BLBG:Canada Dollar Rises to 3-Week High on Bets of More U.S. Stimulus
The Canadian dollar rose to its highest level in three weeks after Federal Reserve Chairman Ben S. Bernanke said the U.S. economy still isn’t strong enough to do without monetary stimulus.
The loonie, as the currency is nicknamed, strengthened for a fourth day after minutes of the Fed’s June meeting released yesterday showed many officials wanted to see more signs employment is improving before backing a reduction to bond purchases. Canada’s dollar also strengthened versus the currencies of its commodity-exporting peers, Australia and New Zealand, before data forecast to show home prices rose in May.

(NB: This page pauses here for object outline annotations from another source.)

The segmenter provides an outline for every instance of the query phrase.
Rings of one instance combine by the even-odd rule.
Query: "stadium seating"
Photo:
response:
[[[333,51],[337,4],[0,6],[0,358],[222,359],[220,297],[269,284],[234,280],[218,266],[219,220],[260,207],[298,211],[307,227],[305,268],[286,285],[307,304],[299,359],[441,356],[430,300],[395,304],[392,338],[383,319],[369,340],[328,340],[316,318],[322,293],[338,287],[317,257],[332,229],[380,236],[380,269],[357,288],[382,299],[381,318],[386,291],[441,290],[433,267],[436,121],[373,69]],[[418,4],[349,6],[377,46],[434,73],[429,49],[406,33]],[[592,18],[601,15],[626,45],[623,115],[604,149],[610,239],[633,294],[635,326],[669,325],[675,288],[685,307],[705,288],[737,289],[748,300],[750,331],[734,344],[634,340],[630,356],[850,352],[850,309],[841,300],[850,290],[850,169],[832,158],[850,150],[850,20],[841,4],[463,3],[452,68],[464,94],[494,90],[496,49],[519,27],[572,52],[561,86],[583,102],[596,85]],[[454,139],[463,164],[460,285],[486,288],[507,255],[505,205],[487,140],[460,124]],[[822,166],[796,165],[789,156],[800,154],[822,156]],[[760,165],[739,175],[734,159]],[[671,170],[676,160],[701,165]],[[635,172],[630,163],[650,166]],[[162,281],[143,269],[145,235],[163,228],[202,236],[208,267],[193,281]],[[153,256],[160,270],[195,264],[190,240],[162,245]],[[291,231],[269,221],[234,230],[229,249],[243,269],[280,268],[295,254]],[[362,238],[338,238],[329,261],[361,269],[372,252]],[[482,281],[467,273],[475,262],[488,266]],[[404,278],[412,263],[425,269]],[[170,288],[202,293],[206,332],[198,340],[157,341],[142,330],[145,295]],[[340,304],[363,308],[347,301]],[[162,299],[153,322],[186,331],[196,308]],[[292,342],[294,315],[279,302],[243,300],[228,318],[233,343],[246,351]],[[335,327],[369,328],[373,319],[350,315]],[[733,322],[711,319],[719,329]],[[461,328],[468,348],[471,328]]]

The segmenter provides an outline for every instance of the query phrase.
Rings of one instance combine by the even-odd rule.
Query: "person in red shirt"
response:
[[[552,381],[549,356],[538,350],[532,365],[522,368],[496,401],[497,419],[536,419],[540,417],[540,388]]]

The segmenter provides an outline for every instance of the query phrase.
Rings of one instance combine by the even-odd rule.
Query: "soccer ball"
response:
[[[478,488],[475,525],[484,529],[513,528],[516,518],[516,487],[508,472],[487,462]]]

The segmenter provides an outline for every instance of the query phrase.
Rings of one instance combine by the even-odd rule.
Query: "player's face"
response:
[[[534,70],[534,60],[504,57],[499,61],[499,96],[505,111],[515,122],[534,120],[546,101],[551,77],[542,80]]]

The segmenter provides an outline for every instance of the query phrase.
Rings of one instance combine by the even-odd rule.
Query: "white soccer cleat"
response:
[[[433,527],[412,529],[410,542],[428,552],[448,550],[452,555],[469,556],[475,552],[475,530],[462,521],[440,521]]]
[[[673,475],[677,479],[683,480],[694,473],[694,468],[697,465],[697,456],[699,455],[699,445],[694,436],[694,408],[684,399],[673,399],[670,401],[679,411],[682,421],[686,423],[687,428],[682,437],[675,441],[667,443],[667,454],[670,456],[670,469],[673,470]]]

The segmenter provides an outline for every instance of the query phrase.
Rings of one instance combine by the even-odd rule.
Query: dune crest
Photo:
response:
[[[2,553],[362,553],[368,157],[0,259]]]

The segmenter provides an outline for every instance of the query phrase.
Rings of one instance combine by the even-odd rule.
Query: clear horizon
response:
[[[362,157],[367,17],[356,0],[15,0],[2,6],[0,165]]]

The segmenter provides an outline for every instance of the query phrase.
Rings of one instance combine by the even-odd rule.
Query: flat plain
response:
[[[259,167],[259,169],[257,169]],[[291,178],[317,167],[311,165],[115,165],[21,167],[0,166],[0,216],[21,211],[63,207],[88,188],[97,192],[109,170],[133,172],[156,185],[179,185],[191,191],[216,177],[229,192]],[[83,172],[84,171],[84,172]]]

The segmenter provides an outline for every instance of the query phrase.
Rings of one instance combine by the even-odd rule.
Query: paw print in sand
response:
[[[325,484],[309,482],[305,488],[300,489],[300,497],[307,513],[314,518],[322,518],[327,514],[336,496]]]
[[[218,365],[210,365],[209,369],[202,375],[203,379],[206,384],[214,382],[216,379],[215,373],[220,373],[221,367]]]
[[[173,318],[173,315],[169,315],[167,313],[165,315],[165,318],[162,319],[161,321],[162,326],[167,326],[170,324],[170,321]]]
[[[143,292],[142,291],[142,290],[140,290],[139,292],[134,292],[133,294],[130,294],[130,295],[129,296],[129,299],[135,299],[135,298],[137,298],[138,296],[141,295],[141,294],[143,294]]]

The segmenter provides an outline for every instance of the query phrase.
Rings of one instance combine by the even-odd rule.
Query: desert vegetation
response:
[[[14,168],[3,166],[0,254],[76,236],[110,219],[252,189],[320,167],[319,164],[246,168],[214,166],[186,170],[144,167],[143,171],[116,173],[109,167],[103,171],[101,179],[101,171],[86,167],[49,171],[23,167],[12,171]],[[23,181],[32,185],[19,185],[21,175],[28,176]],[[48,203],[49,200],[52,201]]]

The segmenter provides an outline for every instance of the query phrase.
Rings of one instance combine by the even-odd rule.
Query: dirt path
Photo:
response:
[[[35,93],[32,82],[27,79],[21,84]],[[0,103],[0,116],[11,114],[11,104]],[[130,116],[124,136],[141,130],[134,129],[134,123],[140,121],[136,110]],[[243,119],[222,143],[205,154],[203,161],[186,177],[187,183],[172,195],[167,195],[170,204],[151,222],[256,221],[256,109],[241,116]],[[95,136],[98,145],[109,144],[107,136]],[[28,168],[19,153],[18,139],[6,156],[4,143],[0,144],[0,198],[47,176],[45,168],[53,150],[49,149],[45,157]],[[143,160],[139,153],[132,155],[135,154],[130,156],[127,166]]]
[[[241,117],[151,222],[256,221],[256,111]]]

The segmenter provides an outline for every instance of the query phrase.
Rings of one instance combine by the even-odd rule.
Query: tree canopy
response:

“Until Bernanke spoke yesterday, it’s been a general bullish U.S. dollar trend,” said David Bradley, director of foreign-exchange trading at Bank of Nova Scotia (BNS)’s capital markets unit, by phone from Toronto. “North America is going to outperform Europe in the long-term. So you’re going to see the U.S. dollar stronger and you’re going to see the Canadian dollar outperform its counterparts.”
The loonie added 0.5 percent to C$1.0410 per U.S. dollar at 7:35 a.m. in Toronto. It touched C$1.0326, the strongest level since June 20. One loonie buys 96.05 U.S. cents.
Home prices in Canada increased 0.2 percent in May, matching last month’s gain, according to the median estimate of a Bloomberg survey of nine economists.